Nisa'nın oyun terapisti Psikolog Busenur Karakuzu, "Nisa'yla ilk başladığımız zamanlarda sürdürebilirliğimiz çok kısaydı. Sembolik oyun becerimiz ve oyun çeşitliliğimiz hiç yoktu. En önemlisi oyun kuramıyorduk. Belirli oyuncaklara ilgisi vardı, bebeklerden alamıyordum onu. Başka bir oyuncağa yönlendiremiyordum. Açıkçası o nasıl isterse dersimiz o şekilde ilerliyordu. Daha sonrasında çok güzel bir etkileşim yakaladık. Sözel olarak benimle iletişime geçmeye başladı, göz temasımız arttı. En önemlisi sembolik oyun becerimiz arttı. Şimdi artık oyun kuruyor, çeşitlendiriyor ve çok güzel sürdürüyoruz. Artık kendisi beni yönlendirmiyor, benim onu yönlendirmemi istiyor" diyerek süreci anlattı.
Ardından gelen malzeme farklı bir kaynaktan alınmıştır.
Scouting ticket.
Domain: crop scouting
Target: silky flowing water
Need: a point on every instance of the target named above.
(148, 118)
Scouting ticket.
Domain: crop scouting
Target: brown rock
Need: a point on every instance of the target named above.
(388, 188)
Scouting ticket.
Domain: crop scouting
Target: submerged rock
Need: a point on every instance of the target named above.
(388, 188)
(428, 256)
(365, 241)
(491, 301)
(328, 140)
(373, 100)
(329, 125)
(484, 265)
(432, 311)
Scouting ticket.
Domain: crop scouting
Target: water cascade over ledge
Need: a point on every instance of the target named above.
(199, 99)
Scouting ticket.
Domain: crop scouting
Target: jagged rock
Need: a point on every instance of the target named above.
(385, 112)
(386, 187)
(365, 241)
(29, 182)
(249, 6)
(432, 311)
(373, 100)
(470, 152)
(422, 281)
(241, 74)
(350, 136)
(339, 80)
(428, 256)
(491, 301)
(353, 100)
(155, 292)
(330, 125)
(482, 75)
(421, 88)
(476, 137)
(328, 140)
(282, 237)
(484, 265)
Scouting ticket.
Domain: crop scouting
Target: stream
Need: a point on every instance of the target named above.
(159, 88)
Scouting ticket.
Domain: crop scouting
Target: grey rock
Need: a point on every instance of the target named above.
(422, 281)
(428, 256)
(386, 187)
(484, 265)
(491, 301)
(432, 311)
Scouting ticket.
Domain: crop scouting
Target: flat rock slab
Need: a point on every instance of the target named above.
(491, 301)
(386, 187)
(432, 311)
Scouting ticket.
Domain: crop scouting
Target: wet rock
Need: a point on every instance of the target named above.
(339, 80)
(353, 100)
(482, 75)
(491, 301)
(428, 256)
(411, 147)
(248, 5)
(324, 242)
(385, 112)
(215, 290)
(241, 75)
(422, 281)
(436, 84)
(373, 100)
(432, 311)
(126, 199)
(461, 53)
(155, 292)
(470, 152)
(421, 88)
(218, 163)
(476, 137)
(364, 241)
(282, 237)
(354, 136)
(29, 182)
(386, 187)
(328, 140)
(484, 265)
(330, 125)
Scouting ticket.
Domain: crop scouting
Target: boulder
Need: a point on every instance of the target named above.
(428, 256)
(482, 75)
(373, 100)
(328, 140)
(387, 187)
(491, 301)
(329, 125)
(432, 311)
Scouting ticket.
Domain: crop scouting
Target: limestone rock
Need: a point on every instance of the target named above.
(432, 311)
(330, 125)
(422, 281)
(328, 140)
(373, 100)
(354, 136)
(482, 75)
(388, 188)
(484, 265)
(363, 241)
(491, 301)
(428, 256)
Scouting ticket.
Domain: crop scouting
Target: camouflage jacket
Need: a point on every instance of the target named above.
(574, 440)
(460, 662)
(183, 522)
"Erken müdahaleyle güzel gelişmeler katettik"
Terapilere başladıkları günden bu yana ciddi ilerleme kaydettiklerini belirten Karakuzu, "Nisa'nın yaşı küçük olduğu için avantajımız çok büyüktü. Bunun her çocukta görülebilecek bir rahatsızlık olduğunu söyleyebiliriz. Fakat erken müdahaleyle daha güzel gelişmeler kat ettik. Teneffüs aralarında Nisa genelde annesiyle beraber hayvanların yanında vakit geçirdi. Hayvanlara bir şeyler verirken görüyordum ya da geyiğe sürekli el sallıyordu. Hatta ben bunu unuttuğumda kendisi hatırlatıyordu. "Geyiğe selam vermeyelim mi?" diyordu. Hemen gidip geyiğe selam veriyorduk çünkü bizim sınıfımıza giden yolda geyikler vardı. Ya da tavus kuşu kanatlarını gerdiğinde bana hemen onu gösteriyordu. Fakat bunları ilk süreçlerde hiç yapmıyordu. Hatta onlardan korkuyordu. Ses çıkardıkları zaman kulaklarını kapatıyordu. Şu an hiçbiri yok. Gayet güzel bir durumda" dedi.